# Look what I found



## Pudsey_Bear (Sep 25, 2008)




----------



## Drew (May 30, 2005)

Might I suggest that you put it back where you found it.

Or as my mum used to say: Put that back where you found it and don't bring anymore rubbish in here, followed by a clout.


----------



## nickoff (Oct 11, 2005)

Hmmn! Yes, well I apologize for my comments about his guitar playing in another thread but the singing----------?

Nick.


----------



## jiwawa (Jun 22, 2007)

nickoff said:


> Hmmn!

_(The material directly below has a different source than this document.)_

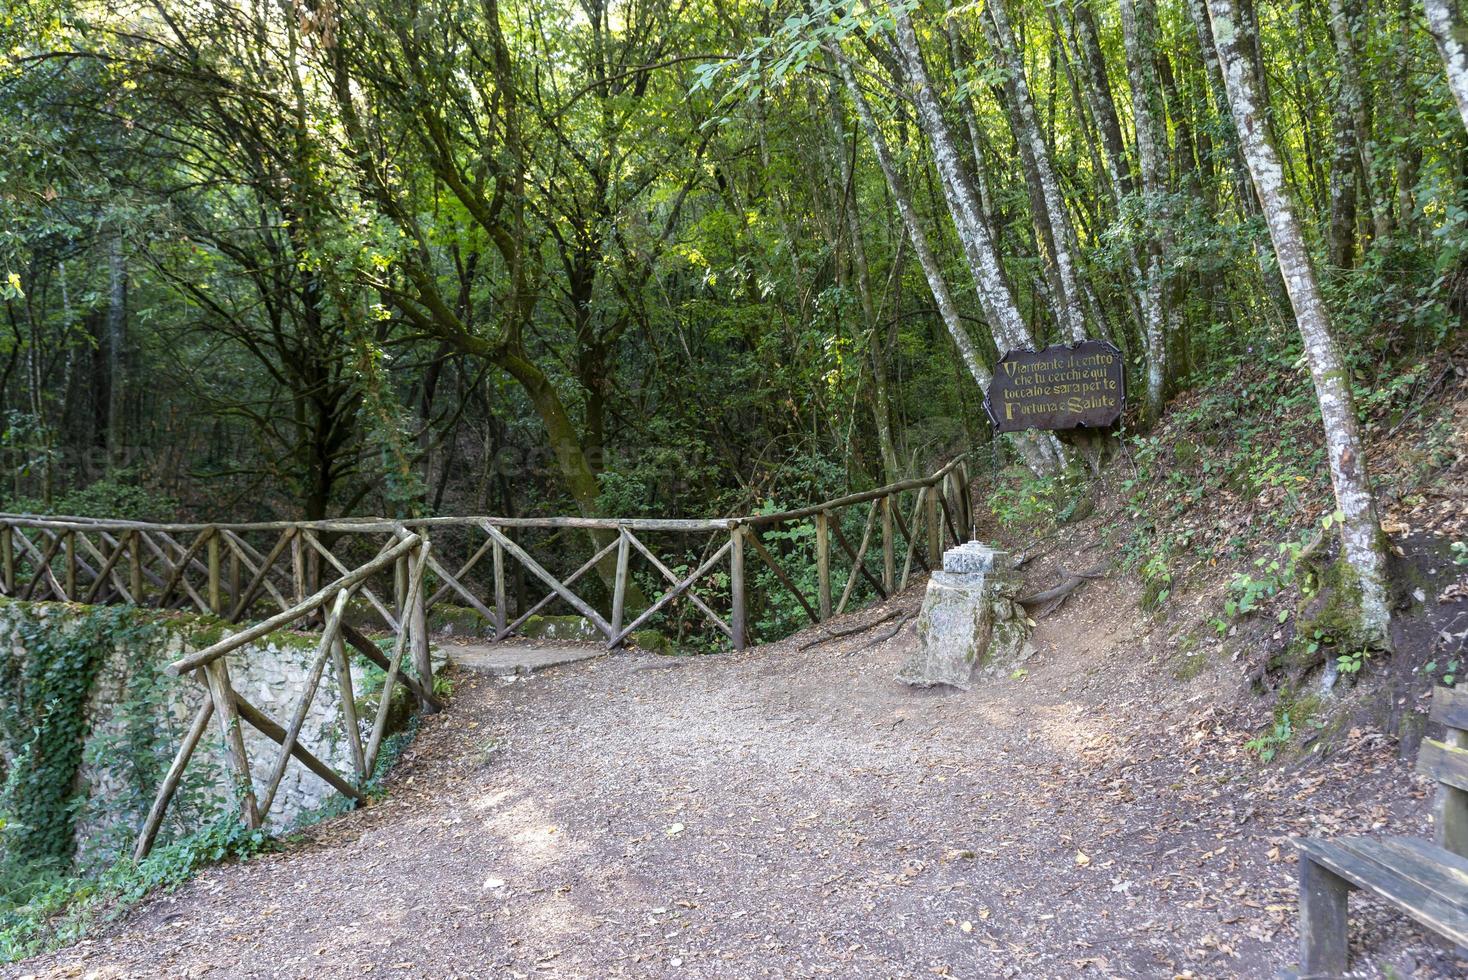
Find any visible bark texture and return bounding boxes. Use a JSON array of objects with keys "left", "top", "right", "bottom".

Yes, well I apologize for my comments about his guitar playing in another thread but the singing----------?
> 
> Nick.


Sounds like it's a plus that I can't actually play the video - some error?


----------



## patp (Apr 30, 2007)

I thought it was going to be your dream van Kev


----------



## tugboat (Sep 14, 2013)

Is this about Bazza?>


----------



## Pudsey_Bear (Sep 25, 2008)

And I thought I could be a bit nasty to poor old Barfy.


----------



## barryd (May 9, 2008)

FFS Kev! Could you have not picked one of the good uns? You will have terrified everyone and given them all nightmares with that.


----------



## Pudsey_Bear (Sep 25, 2008)

Well halloween is approaching Barfs


----------